Message ID | 20240209115417.724638-6-ruansy.fnst@fujitsu.com |
---|---|
State | New, archived |
Headers | show |
Series | [RFC,1/5] cxl/core: correct length of DPA field masks | expand |
Shiyang Ruan wrote: > If poison is detected(reported from cxl memdev), OS should be notified to > handle it. Introduce this function: > 1. translate DPA to HPA; > 2. construct a MCE instance; (TODO: more details need to be filled) > 3. log it into MCE event queue; > > After that, MCE mechanism can walk over its notifier chain to execute > specific handlers. > > Signed-off-by: Shiyang Ruan <ruansy.fnst@fujitsu.com> > --- > arch/x86/kernel/cpu/mce/core.c | 1 + > drivers/cxl/core/mbox.c | 33 +++++++++++++++++++++++++++++++++ > 2 files changed, 34 insertions(+) > > diff --git a/arch/x86/kernel/cpu/mce/core.c b/arch/x86/kernel/cpu/mce/core.c > index bc39252bc54f..a64c0aceb7e0 100644 > --- a/arch/x86/kernel/cpu/mce/core.c > +++ b/arch/x86/kernel/cpu/mce/core.c > @@ -131,6 +131,7 @@ void mce_setup(struct mce *m) > m->ppin = cpu_data(m->extcpu).ppin; > m->microcode = boot_cpu_data.microcode; > } > +EXPORT_SYMBOL_GPL(mce_setup); No, mce_setup() is x86 specific and the CXL subsystem is CPU architecture independent.

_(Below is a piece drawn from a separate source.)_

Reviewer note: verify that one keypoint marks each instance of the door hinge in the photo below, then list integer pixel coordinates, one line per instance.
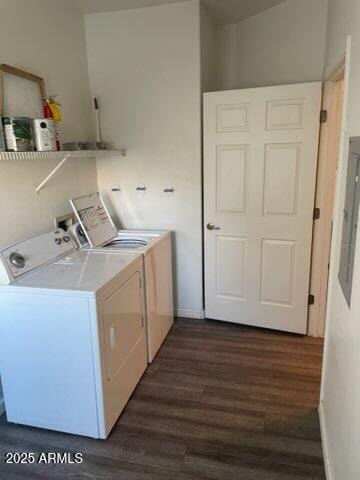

My expectation is that CXL should translate errors for edac similar to how the ACPI GHES code does it. See usage of edac_raw_mc_handle_error() and memory_failure_queue(). Otherwise an MCE is a CPU consumption of poison event, and CXL is reporting device-side discovery of poison.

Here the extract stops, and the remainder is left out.